The difference between applying a rotation matrix to a vector (points) and to a matrix (transformation)

Here the matrix $U$ is considered not as a bunch of column vectors, but as a (matrix of the) linear map $F\colon {\Bbb R}^n\to {\Bbb R}^n$ $$ y=F(x)=Ux. $$ What happens if we rotate both $y$ and $x$ by $R$? We get (since $R^TR=I$ for rotations) $$ y=Ux\quad\Rightarrow\quad Ry=RUx\quad\Rightarrow\quad Ry=\underbrace{RUR^T}_{U'}Rx\quad\Rightarrow\quad y'=U'x'. $$ Thus the matrix $U'=RUR^T$ corresponds to the same linear map $F$ in the new coordinates after rotation ($x'\mapsto y'$).
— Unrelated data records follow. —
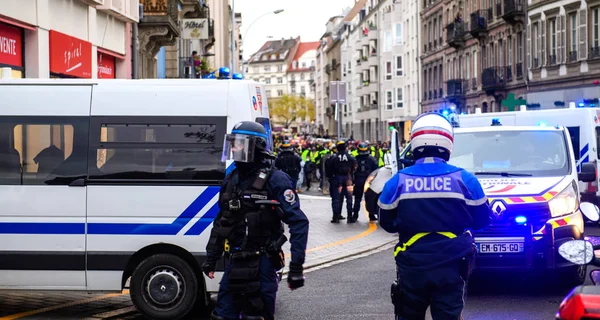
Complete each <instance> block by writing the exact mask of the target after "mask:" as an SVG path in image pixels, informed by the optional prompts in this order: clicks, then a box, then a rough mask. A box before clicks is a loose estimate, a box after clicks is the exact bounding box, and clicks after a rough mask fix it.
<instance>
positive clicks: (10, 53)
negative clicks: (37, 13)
mask: <svg viewBox="0 0 600 320" xmlns="http://www.w3.org/2000/svg"><path fill="white" fill-rule="evenodd" d="M0 64H5V65H9V66H15V67H22V66H23V38H22V33H21V29H19V28H15V27H12V26H9V25H6V24H2V23H0Z"/></svg>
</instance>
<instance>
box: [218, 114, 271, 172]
mask: <svg viewBox="0 0 600 320" xmlns="http://www.w3.org/2000/svg"><path fill="white" fill-rule="evenodd" d="M267 140H268V137H267V132H266V130H265V128H264V127H263V126H262V125H261V124H260V123H258V122H254V121H242V122H239V123H237V124H236V125H235V126H234V127H233V130H231V133H230V134H226V135H225V142H224V144H223V155H222V157H221V161H223V162H225V161H227V160H233V161H235V162H241V163H251V162H258V161H261V160H262V159H263V158H264V156H267V157H271V158H272V157H273V155H272V154H271V153H270V152H269V151H268V149H267Z"/></svg>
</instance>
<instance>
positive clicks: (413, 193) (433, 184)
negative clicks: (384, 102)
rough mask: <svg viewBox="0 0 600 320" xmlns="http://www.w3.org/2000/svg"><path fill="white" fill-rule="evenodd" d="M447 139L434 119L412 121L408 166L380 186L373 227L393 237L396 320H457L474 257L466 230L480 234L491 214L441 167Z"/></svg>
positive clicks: (451, 175)
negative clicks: (377, 225)
mask: <svg viewBox="0 0 600 320" xmlns="http://www.w3.org/2000/svg"><path fill="white" fill-rule="evenodd" d="M453 141H454V132H453V128H452V125H451V124H450V122H449V121H448V120H447V119H446V118H444V117H443V116H441V115H439V114H437V113H426V114H422V115H421V116H419V117H418V118H417V119H416V120H415V122H414V124H413V127H412V130H411V143H412V150H413V154H414V159H415V160H416V163H415V164H414V165H413V166H412V167H408V168H406V169H403V170H400V171H399V172H398V173H397V174H396V175H394V176H393V177H392V178H391V179H390V180H389V181H388V182H387V183H386V184H385V186H384V188H383V191H382V192H381V196H380V198H379V201H378V205H379V208H380V211H379V222H380V224H381V227H382V228H383V229H385V230H386V231H387V232H390V233H398V234H399V240H400V241H399V242H398V245H397V246H396V248H395V250H394V256H395V260H396V265H397V270H398V274H397V276H398V279H397V280H396V282H395V283H394V284H393V285H392V301H393V303H394V309H395V314H396V319H406V320H412V319H425V312H426V310H427V308H428V307H431V315H432V317H433V319H434V320H438V319H443V320H445V319H448V320H458V319H460V318H461V313H462V309H463V307H464V298H465V291H464V290H465V288H466V282H467V281H468V278H469V275H470V271H471V268H472V262H473V259H474V257H475V255H476V252H477V249H476V247H475V245H474V242H473V236H472V235H471V233H470V231H469V229H473V230H477V229H482V228H485V227H487V226H488V225H489V224H490V222H491V216H492V215H491V211H490V208H489V205H488V201H487V198H486V195H485V193H484V192H483V189H482V187H481V185H480V184H479V182H478V181H477V178H475V176H474V175H473V174H471V173H469V172H467V171H465V170H464V169H461V168H458V167H455V166H452V165H450V164H448V163H447V161H448V159H449V158H450V153H451V152H452V146H453Z"/></svg>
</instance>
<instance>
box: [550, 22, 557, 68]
mask: <svg viewBox="0 0 600 320" xmlns="http://www.w3.org/2000/svg"><path fill="white" fill-rule="evenodd" d="M549 33H550V55H551V56H554V59H556V19H552V20H550V32H549ZM550 60H551V61H552V58H551V59H550ZM554 62H555V63H556V60H555V61H554ZM551 63H552V62H551Z"/></svg>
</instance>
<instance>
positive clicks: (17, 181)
mask: <svg viewBox="0 0 600 320" xmlns="http://www.w3.org/2000/svg"><path fill="white" fill-rule="evenodd" d="M88 123H89V122H88V121H86V118H75V117H74V118H71V119H69V118H62V117H39V118H33V119H32V118H31V117H10V118H9V117H5V118H3V119H0V184H2V185H68V184H69V183H71V182H72V181H73V180H75V179H78V178H84V177H85V176H86V175H87V166H86V161H87V149H88V145H87V144H88V129H89V125H88Z"/></svg>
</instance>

In general, for any change of the basis $x'=Sx$, $y'=Sy$ the corresponding change of the matrix $U$ is $$ Sy=\underbrace{SUS^{-1}}_{U'}Sx\quad\Rightarrow\quad y'=U'x'. $$ It means that the class of all similar matrices $\{SUS^{-1}\colon S\text{ invertible}\}$ is exactly the class of all matrices that describe the same linear map in different bases.

Using your example where $U$ is a stretch matrix in 3D, if you want to "rotate" this matrix, you essentially want this stretch action to occur in a different direction / axis. Suppose you have some shape aligned to this new axis. You want to know what the $U'$ is that stretches the shape parallel to this axis. To do this, you use $R^T$ to rotate everything back to the original orientation. Then you do the original stretch transformation $U$. Then you rotate this back using $R$. So $U'=RUR^T$.

One thing that may be instructive is to recall that every matrix can be represented as the linear combination of a series of dyadic/outer products between two vectors, $U = \sum_i a_i \otimes b_i = \sum_i a_i b_i^T$ where $a_i$ and $b_i$ are a sequence of column vectors.

When changing the basis of the matrix, we are in effect applying the vector rule for changing bases to both sequences of vectors:

$$U’ = \sum_i a_i’ \otimes b_i’ = \sum_i Ra_i (Rb_i)^T = \sum_iRa_ib_i^T R^T = RUR^T$$

Hope this helps!